I don't think the matrix algorithm is linear, in other words I don't think fib(40) takes exactly twice as long to compute as fib(20). I think it's faster than linear, because it converts the multiplications to exponentiation and then takes advantage of composeability such that fib(40) should require on the order of one more operation than fib(20).

I think that means it's order log 2 n, but perhaps you HN folks can correct my poor math skills.

The site is down now, but from looking at wikipedia, you are probably right. (Sorry, I just glanced at the way they were using the matrix before, and assumed they did n matrix multiplies to calculate fib(n)) I think you are also right about the complexity, though people would usually just write log(n) since log(a*b)=log(a)+log(b).

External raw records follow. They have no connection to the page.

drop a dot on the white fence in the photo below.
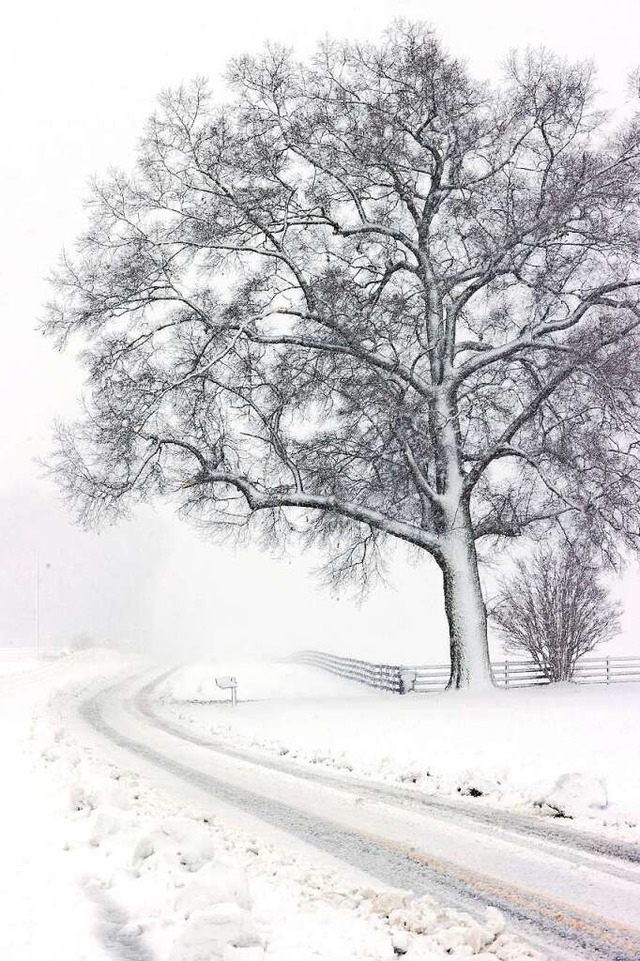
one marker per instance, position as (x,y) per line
(434,677)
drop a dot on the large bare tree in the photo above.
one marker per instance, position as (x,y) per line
(368,298)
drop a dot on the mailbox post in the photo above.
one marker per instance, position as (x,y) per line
(228,683)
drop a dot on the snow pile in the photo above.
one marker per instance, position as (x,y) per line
(560,751)
(184,884)
(575,795)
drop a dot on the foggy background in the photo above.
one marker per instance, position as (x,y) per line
(77,82)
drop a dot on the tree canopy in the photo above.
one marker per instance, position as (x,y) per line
(367,298)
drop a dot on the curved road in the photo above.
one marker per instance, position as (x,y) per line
(571,896)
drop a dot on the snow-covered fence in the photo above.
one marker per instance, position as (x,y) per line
(434,677)
(386,677)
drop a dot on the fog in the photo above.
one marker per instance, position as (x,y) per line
(77,83)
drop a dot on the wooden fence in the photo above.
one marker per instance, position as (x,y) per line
(433,677)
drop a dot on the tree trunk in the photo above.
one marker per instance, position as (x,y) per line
(466,611)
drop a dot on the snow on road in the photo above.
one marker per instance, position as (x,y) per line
(563,750)
(108,856)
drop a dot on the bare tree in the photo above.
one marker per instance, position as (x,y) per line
(555,610)
(368,298)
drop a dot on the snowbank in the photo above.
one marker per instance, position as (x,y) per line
(195,888)
(163,878)
(562,750)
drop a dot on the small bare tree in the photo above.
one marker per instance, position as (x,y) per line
(369,298)
(555,610)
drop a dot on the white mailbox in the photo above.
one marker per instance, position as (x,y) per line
(228,683)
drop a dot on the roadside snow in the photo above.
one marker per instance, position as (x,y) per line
(563,750)
(101,863)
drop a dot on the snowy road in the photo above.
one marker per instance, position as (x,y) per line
(567,901)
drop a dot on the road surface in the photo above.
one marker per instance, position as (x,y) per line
(571,896)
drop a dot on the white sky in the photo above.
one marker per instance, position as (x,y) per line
(77,81)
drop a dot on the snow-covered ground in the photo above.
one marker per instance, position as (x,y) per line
(563,750)
(102,860)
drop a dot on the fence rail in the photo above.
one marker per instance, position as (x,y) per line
(424,678)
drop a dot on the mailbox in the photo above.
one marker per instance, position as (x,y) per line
(228,683)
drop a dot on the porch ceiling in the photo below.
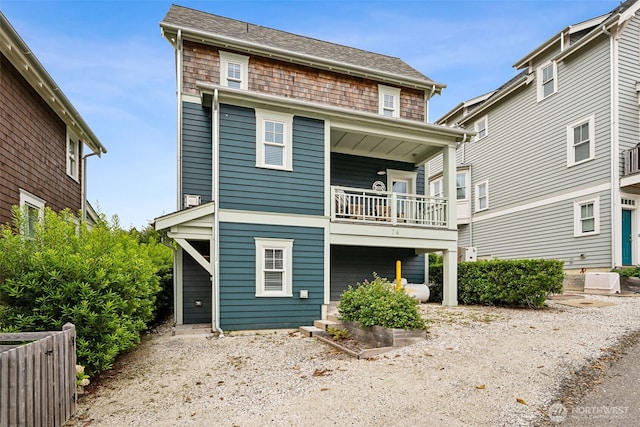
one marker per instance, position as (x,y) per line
(383,147)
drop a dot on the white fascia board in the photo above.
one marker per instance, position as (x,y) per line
(180,217)
(21,56)
(297,58)
(342,118)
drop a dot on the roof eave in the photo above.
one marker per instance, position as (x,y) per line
(16,50)
(200,36)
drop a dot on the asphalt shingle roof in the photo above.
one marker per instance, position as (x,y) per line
(187,18)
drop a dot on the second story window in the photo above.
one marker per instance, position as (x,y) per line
(388,101)
(73,156)
(482,196)
(580,141)
(234,70)
(274,148)
(546,80)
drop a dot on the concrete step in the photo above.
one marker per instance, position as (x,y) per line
(324,324)
(310,331)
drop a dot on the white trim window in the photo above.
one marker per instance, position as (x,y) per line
(462,185)
(33,209)
(73,156)
(234,70)
(586,217)
(436,188)
(481,127)
(274,141)
(274,267)
(482,196)
(581,141)
(547,82)
(388,101)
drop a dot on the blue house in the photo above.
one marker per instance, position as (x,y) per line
(300,172)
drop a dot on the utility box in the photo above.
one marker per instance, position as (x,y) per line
(467,254)
(602,283)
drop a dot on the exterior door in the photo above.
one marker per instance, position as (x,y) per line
(627,238)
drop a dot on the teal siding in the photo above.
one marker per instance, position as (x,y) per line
(245,187)
(354,264)
(196,151)
(361,172)
(240,309)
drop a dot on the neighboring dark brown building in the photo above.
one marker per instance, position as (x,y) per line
(42,136)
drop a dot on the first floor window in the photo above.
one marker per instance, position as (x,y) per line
(33,210)
(274,265)
(586,217)
(274,140)
(482,196)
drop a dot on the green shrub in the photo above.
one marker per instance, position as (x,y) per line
(378,303)
(519,283)
(101,280)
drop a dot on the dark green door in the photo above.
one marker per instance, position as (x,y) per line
(627,256)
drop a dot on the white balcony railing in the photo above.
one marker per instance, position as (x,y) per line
(369,206)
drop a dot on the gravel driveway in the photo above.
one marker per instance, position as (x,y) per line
(480,366)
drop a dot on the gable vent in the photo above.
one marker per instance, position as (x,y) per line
(191,200)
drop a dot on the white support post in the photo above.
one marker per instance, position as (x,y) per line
(450,278)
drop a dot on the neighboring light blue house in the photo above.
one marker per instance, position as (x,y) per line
(300,172)
(553,171)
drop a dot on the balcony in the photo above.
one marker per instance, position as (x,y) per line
(384,207)
(632,161)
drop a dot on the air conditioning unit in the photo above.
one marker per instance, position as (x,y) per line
(191,200)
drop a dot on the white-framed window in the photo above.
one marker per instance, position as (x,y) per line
(33,209)
(274,141)
(73,156)
(436,188)
(581,141)
(586,215)
(547,81)
(389,101)
(462,185)
(482,196)
(234,70)
(274,267)
(481,127)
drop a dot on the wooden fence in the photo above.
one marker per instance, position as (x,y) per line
(38,379)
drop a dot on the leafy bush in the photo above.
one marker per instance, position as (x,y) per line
(520,283)
(101,280)
(378,303)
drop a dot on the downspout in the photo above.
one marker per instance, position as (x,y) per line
(83,187)
(179,203)
(426,105)
(215,193)
(615,190)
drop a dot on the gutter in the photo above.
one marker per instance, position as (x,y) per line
(300,58)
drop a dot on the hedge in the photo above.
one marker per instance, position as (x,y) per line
(98,278)
(519,283)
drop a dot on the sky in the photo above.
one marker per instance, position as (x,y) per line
(110,60)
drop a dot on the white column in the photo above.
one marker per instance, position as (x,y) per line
(450,278)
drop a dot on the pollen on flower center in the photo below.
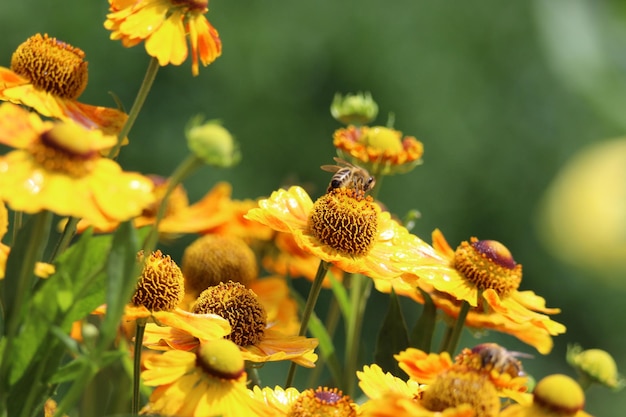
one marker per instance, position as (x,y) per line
(346,221)
(322,402)
(161,284)
(51,65)
(488,264)
(459,385)
(56,152)
(240,306)
(220,358)
(192,5)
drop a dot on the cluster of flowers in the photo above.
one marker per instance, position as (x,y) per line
(201,329)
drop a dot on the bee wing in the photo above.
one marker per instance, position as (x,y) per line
(342,162)
(330,168)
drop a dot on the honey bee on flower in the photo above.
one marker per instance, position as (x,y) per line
(348,175)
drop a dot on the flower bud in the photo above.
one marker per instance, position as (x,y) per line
(212,143)
(357,109)
(595,365)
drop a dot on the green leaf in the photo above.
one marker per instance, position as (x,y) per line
(393,337)
(122,270)
(422,334)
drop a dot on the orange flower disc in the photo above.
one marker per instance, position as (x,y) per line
(58,154)
(240,306)
(212,259)
(488,264)
(161,285)
(322,402)
(345,220)
(459,386)
(52,65)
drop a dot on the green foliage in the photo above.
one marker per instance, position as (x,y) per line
(392,338)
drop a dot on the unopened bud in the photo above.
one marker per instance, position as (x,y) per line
(212,143)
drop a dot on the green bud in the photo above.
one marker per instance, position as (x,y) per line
(595,365)
(356,109)
(212,143)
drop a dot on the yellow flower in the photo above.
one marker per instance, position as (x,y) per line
(322,401)
(377,384)
(258,341)
(180,217)
(380,150)
(554,396)
(499,366)
(288,259)
(342,228)
(57,166)
(484,274)
(49,76)
(457,391)
(42,269)
(164,26)
(210,382)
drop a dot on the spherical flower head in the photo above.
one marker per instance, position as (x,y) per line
(346,221)
(212,259)
(488,264)
(161,284)
(357,109)
(595,365)
(323,402)
(558,395)
(221,358)
(458,386)
(380,150)
(51,65)
(212,143)
(240,306)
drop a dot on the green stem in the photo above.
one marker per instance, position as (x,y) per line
(66,237)
(332,319)
(16,309)
(183,170)
(139,331)
(142,94)
(360,289)
(253,375)
(17,223)
(314,293)
(455,335)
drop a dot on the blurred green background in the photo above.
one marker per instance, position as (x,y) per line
(502,94)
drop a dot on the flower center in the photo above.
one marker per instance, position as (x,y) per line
(192,5)
(346,221)
(459,386)
(240,306)
(212,259)
(51,65)
(161,284)
(58,150)
(322,402)
(383,138)
(220,358)
(488,264)
(560,395)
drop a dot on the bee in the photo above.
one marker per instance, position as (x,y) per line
(348,175)
(501,359)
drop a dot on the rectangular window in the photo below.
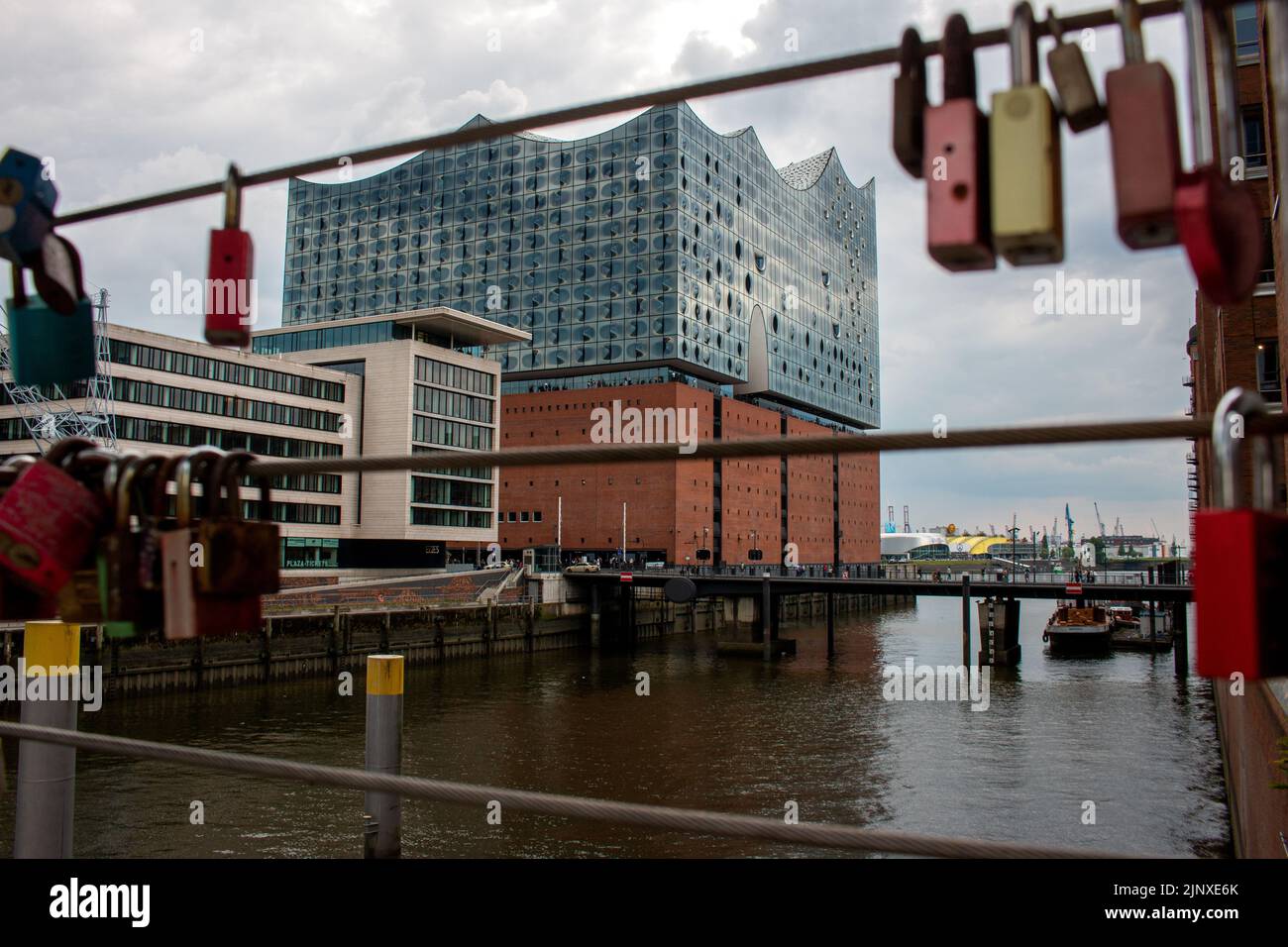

Sorry, I didn't mean log (2n), I meant (log sub 2) n. Or in other words, the computation times is proportional to the number of binary bits in n.

The algorithm is remarkably simple. Given that fib(40) can be extracted from:

           40
    [ 1 1 ]
    [ 1 0 ]

The simplest implementation, as you surmise, is to do 40 matrix multiplications. I don't think that part is dynamic. the dynamic part comes in observing that n^40 = (n^20)^2. This can be followed downward recursively: n^20 = (n^10)^2, n^10 = (n^5)^2, n^5 = (n^2)^2 * n and n^2 = n * n.

So... The actual matrix multiplication is much slower than a simple bignum multiplication, but there are only six such operations to perform.